Целых полстраницы посвящены «любителям так называе­мой заборной литературы», из которых «один уже старик и толкует, что ему свет постыл и умирать пора», но остается любителем «надписей в уединенных местах» и отборной, трех­этажной ругани. И невдомек Чехову, что все эти разухабис­тые слова, весь этот цинизм, «страшное зло» картежного запоя и пр. — только убежище, куда спасается ошельмованная душа, что этой душе видится во всем этом как бы реванш за попранные ее права, как бы утеха в ее бездонном тупом горе.

Чехов (совсем по-верещагински!43) присутствует при экзе­куции над арестантом, которому дают 90 розог, чтобы затем подробно описавши ее, сделать следующий скромного размаха вывод:

«Наказание розгами от слишком частого употребления в высшей степе­ни опошлилось (sic!) на Сахалине, так что не вызывает во многих ни отвра­щения, ни страха.

От телесных наказаний грубеют и ожесточаются не одни только арестан­ты, но и те, которые наказывают и присутствуют при наказании».

А как вы полагаете, нуждается ли в объяснении или оправ­дании любовь сахалинцев к побегам? Чехов очень осторожно высказывается на эту тему. Он перечисляет мотивы, которые гонят ссыльного из Сахалина:

«Страстная любовь к родине и тоска по ней», «незасыпающее сознание жизни», «стремление к свободе, присущее человеку и составляющее при нормальных условиях (sic!) одно из благороднейших его свойств». «Все си­бирское население и до сих пор побег не считает грехом».

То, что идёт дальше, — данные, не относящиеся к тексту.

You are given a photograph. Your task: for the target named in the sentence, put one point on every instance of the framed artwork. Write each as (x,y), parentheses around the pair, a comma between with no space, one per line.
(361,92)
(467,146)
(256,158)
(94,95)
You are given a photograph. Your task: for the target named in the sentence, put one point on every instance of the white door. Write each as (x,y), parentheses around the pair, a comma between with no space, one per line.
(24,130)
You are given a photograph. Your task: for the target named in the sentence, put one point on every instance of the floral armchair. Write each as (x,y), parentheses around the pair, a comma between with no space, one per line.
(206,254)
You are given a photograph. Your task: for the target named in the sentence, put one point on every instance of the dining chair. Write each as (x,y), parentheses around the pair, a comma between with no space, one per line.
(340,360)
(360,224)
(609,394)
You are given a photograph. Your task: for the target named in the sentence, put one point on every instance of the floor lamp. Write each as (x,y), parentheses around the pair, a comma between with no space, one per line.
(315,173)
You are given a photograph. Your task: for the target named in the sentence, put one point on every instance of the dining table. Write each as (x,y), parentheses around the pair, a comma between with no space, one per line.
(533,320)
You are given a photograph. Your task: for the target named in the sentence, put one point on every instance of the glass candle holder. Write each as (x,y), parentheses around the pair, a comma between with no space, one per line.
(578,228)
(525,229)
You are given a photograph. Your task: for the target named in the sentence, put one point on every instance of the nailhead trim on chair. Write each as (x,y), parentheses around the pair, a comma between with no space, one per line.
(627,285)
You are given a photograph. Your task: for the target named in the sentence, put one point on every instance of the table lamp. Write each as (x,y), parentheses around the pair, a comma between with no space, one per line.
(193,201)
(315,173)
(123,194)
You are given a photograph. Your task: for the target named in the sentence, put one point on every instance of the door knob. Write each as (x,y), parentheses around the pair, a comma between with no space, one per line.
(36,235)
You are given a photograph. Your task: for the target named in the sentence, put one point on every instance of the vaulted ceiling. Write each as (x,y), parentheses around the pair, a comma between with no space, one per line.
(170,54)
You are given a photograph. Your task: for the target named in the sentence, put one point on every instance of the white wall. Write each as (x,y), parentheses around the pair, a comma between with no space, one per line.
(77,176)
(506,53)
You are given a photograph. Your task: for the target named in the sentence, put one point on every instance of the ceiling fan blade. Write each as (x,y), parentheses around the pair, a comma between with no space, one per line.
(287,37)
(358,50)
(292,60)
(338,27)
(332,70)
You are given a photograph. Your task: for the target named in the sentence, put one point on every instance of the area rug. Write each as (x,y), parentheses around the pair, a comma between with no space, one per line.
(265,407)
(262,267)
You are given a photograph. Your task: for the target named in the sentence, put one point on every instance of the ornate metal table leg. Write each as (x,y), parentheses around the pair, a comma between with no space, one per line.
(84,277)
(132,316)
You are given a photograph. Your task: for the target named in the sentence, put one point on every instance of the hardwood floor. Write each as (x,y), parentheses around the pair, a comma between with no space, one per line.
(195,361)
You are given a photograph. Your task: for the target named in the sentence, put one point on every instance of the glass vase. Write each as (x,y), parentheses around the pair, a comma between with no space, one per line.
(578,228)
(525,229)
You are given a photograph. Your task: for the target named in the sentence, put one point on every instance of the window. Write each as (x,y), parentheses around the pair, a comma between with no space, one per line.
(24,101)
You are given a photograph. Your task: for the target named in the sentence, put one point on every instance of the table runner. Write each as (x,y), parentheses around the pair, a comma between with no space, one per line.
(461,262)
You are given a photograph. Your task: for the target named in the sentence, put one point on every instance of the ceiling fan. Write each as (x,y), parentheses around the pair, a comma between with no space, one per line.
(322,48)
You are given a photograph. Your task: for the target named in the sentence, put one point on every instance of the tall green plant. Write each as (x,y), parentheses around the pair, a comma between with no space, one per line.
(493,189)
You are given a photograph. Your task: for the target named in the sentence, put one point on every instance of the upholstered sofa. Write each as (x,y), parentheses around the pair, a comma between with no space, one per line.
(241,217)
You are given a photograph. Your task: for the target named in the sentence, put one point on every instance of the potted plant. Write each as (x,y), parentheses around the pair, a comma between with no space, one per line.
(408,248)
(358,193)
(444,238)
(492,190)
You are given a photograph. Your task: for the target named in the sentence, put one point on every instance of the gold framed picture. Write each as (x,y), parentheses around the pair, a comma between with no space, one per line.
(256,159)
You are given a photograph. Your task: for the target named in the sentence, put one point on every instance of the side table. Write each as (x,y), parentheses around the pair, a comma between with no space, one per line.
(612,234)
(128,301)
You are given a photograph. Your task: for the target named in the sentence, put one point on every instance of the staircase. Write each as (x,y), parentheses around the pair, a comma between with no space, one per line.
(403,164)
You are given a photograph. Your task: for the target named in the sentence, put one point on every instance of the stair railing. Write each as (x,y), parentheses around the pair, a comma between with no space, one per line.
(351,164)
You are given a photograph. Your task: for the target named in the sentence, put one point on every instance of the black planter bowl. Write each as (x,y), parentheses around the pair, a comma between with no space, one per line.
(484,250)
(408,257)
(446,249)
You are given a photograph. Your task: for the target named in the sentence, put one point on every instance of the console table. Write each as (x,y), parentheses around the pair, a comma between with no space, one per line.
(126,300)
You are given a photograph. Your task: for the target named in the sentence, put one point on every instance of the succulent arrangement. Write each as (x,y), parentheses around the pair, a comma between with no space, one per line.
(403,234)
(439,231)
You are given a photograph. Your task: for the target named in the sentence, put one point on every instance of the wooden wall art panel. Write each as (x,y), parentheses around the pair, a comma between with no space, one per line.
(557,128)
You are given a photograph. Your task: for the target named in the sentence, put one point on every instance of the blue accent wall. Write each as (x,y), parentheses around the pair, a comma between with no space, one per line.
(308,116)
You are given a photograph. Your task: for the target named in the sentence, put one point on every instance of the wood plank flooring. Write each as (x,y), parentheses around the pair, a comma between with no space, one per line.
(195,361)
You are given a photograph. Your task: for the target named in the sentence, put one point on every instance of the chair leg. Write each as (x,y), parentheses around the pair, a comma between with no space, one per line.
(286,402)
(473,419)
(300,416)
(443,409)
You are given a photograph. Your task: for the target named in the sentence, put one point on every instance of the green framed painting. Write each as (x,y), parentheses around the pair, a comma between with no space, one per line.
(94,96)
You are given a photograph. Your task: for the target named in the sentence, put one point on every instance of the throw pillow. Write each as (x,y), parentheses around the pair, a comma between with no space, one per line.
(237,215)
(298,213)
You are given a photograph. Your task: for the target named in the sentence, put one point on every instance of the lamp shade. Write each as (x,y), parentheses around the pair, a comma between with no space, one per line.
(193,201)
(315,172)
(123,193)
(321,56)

Читатель, чьи это речи, кто говорит все это? «Утонченный» ли «христианин» г-на Булгакова, «страшный» ли (более страш­ный, чем сам Мопассан) скептик, со всеразрушающим, «свер­лящим» анализом, каким рисует Чехова г-н Шестов, наконец, убежденный ли «демократ» г-на Львова или. или некто со­всем иной? Не оправдываются ли этими выписками наши опре­деления Чехова как человека без пафоса, — потому что именно пафос, сильное чувство нужны были, чтобы охватить всю ту психологическую бездну, какую являет из себя Сахалин, — че­ловек с обывательски ограниченным кругозором идей, ибо иначе, при самой скрупулезной осторожности и точности в вы­водах, можно было прийти к чему-нибудь и более захватываю­щему и широкому, чем этот «дельный» доклад криминалиста или гигиениста. В самом деле, даже непонятно скуден этот Сахалин Чехова! [97] Как только он оставляет художество и обра­щается к высказыванию своих мыслей в прямой и положи­тельной форме, Чехов становится почти заурядным. И тот же Чехов обаятелен и глубок, как только принимается за художе­ственное воспроизведение, поскольку, впрочем, не касается в нем теорий и идей, как мы старались показать выше.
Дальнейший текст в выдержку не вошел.